New Delhi, Aug 7 (Inditop.com) The new chief of the Tamil Tigers who is now in Sri Lankan custody was one of the rare few outside the group’s intelligence set-up who knew months earlier that former Indian prime minister Rajiv Gandhi was to be assassinated.
Without taking Gandhi’s name, Selvarasa Pathmanathan alias Kumaran Pathmanathan alias KP told a Sri Lankan Tamil in Tamil Nadu in November 1990 that the Liberation Tigers of Tamil Eelam (LTTE) would soon target the “Indian leadership”.
KP – as he is widely known – made the explosive revelation over telephone from a foreign country six months before a LTTE woman suicide bomber finally killed Gandhi at an election rally near Chennai May 21, 1991.
But KP, in contrast to a section of media reports, is not an accused in the Gandhi case and is not directly linked to the killing. He is merely a suspect in the eyes of the Multi Disciplinary Monitoring Authority (MDMA), which is still probing the larger conspiracy angle related to Gandhi’s killing.
KP’s advance knowledge of the assassination has intrigued Indian security agencies.
Since secret decisions of the nature of Gandhi’s killing were shared in the regimented LTTE on a strict need to know basis, questions have been asked how and why he came to know about the plot.
One logical explanation was the LTTE’s absolute dependency on KP, who was the key international arms procurer for the Tigers, a role he performed with aplomb. He became the LTTE chief after the death of the group’s founder leader Velupillai Prabhakaran in May this year.
The LTTE may have felt that KP needed to be told in advance since the international ramifications of Gandhi’s killing might jeopardise the carefully laid out global network aimed at procuring arms and ammunition.
Another senior LTTE member outside its intelligence unit who too knew about the Gandhi killing in advance was Tiruchi Shanthan, who in 1990-91 was in charge of all Tiger operations in Tamil Nadu.
So, questioning KP could yield enormously useful information to India since the pellets, explosives and the Singapore Fragmentation Grenade (SFG) used in the assassination reached the LTTE courtesy the arrested man though they were meant for the war in Sri Lanka and not for the Gandhi killing per se.
However, if India decides to ask its security agencies to question KP, those picked for the task should be well clued into LTTE affairs.
There is a group of dominantly low-key officers in India, both serving and retired, who have followed the Tigers for decades. But it has been seen in the past that qualified people often get sidelined on such missions.
KP’s link to the Gandhi case is a small part of the mammoth role he played in building up the LTTE since 1983. Just as there could have been no LTTE without Prabhakaran, there may have been no Prabhakaran minus KP.
KP never underwent military training. When he was in India, Prabhakaran decided in 1984 to set up an ultra secret group within the LTTE to buy and transport war material from around the world. KP was picked for the job.
KP rose to the occasion. A man with natural talent for forgery and disguises, he soon acquired multiple identifies as well as passports (including Indian) and slowly built up the LTTE’s procurement division.
He set up several front companies (in which he was a master) in several countries to smuggle gold and narcotics. He used the money to buy war material. In India, he secretly operated a dairy farm in Tamil Nadu in the 1980s.
He also set up a secret shipping network for the LTTE that was used to transport weapons brought abroad to Sri Lanka. He operated in total secrecy, reporting only to Prabhakaran.
It is courtesy KP that the LTTE gained thousands of tonnes of arms and ammunition, including advanced defence systems, anti-tank weapons, sniper rifles, mortars, rocket propelled grenades, ammunition, night vision devices, metal detectors, fibreglass boats as well as sophisticated radio and wireless communications.

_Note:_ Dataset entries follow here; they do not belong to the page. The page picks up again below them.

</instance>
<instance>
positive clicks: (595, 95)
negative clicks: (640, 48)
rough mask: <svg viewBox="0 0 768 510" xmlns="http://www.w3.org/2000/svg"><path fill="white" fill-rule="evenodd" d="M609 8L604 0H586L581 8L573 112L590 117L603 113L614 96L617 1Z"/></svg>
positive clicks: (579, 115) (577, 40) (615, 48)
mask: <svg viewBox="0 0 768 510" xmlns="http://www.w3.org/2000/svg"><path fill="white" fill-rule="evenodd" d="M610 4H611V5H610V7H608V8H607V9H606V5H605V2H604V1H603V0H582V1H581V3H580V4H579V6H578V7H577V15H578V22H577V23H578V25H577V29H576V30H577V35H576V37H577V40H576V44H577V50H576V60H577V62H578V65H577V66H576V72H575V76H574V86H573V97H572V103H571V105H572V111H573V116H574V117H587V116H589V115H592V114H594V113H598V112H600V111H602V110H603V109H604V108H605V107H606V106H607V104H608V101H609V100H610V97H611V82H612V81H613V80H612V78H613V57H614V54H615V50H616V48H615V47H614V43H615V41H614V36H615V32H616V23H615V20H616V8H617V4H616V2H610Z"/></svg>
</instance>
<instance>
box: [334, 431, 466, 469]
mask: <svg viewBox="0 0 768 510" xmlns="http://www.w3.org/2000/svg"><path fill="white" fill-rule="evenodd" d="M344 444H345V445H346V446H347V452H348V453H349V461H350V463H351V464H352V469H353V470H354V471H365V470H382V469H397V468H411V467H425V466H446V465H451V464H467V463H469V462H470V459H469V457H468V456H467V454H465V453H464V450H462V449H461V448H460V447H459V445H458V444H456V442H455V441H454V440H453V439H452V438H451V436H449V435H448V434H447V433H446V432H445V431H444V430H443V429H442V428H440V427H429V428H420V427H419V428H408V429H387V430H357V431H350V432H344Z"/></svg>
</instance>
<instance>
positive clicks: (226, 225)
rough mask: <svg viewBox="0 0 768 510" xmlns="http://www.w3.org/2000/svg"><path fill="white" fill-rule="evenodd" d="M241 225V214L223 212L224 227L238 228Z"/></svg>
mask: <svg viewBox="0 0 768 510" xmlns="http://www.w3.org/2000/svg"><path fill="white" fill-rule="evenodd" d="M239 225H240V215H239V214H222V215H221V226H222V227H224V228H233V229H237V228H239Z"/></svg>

Except in the last few years when he was known to be mostly in Malaysia, KP was constantly on the move in the 1980s and 1990s, always a step ahead of all his pursuers. One Indian official said he was “the most elusive of all pimpernels”.
Using several identifies, he visited Lebanon, the Thai-Cambodia border, France, Britain, Sweden, Greece, Cyprus, Hong Kong, South Korea, Japan, Singapore, Myanmar, Malaysia and Australia. He was known to have been in Britain in 2006 when LTTE ideologue Anton Balasingham died.

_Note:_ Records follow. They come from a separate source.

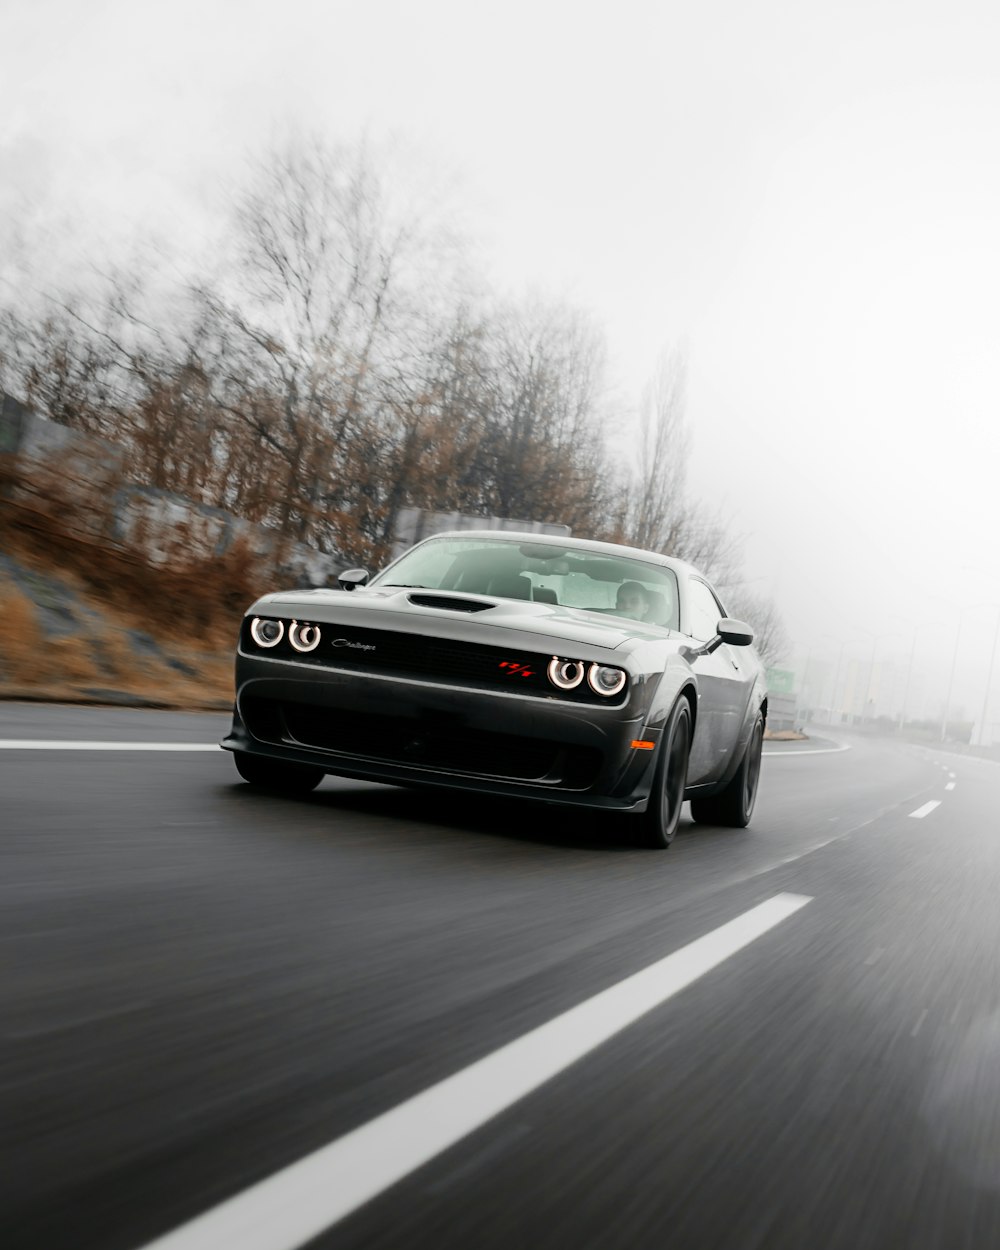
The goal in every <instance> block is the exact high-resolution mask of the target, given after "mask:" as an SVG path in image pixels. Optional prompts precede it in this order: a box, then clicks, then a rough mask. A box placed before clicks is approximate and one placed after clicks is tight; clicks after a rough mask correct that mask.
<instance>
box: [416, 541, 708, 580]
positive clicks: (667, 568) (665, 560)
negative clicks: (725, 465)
mask: <svg viewBox="0 0 1000 1250" xmlns="http://www.w3.org/2000/svg"><path fill="white" fill-rule="evenodd" d="M432 539H494V540H496V541H500V542H531V544H536V545H539V546H540V545H545V546H557V547H571V549H574V550H579V551H595V552H597V554H600V555H621V556H631V557H632V559H635V560H645V561H646V564H659V565H662V566H664V567H667V569H672V570H674V571H675V572H677V574H686V575H694V576H697V577H704V576H705V575H704V574H702V572H700V571H699V570H697V569H695V566H694V565H692V564H687V562H686V561H685V560H677V559H675V557H674V556H671V555H661V554H660V552H659V551H646V550H644V549H642V547H631V546H624V545H622V544H620V542H599V541H596V539H572V537H567V536H565V535H562V534H534V532H531V531H530V530H526V531H519V530H442V531H441V532H440V534H429V535H427V536H426V537H425V539H421V540H420V542H417V544H415V545H416V546H422V545H424V542H430V541H431V540H432ZM411 550H412V549H411ZM404 555H405V552H404Z"/></svg>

It was due to KP that the LTTE got its first small aircraft.
However, KP’s meteoric rise generated jealousy in the LTTE. Prabhakaran sidelined the man from 2003, bringing in place another loyalist known by his nom de guerre Castro, who was no match for KP’s natural talents.
As the LTTE began to sink, Prabhakaran realised the folly and resurrected KP this year. It was too late. Many LTTE watchers believe that Prabhakaran might still be alive if only KP’s wings had not been clipped six years ago.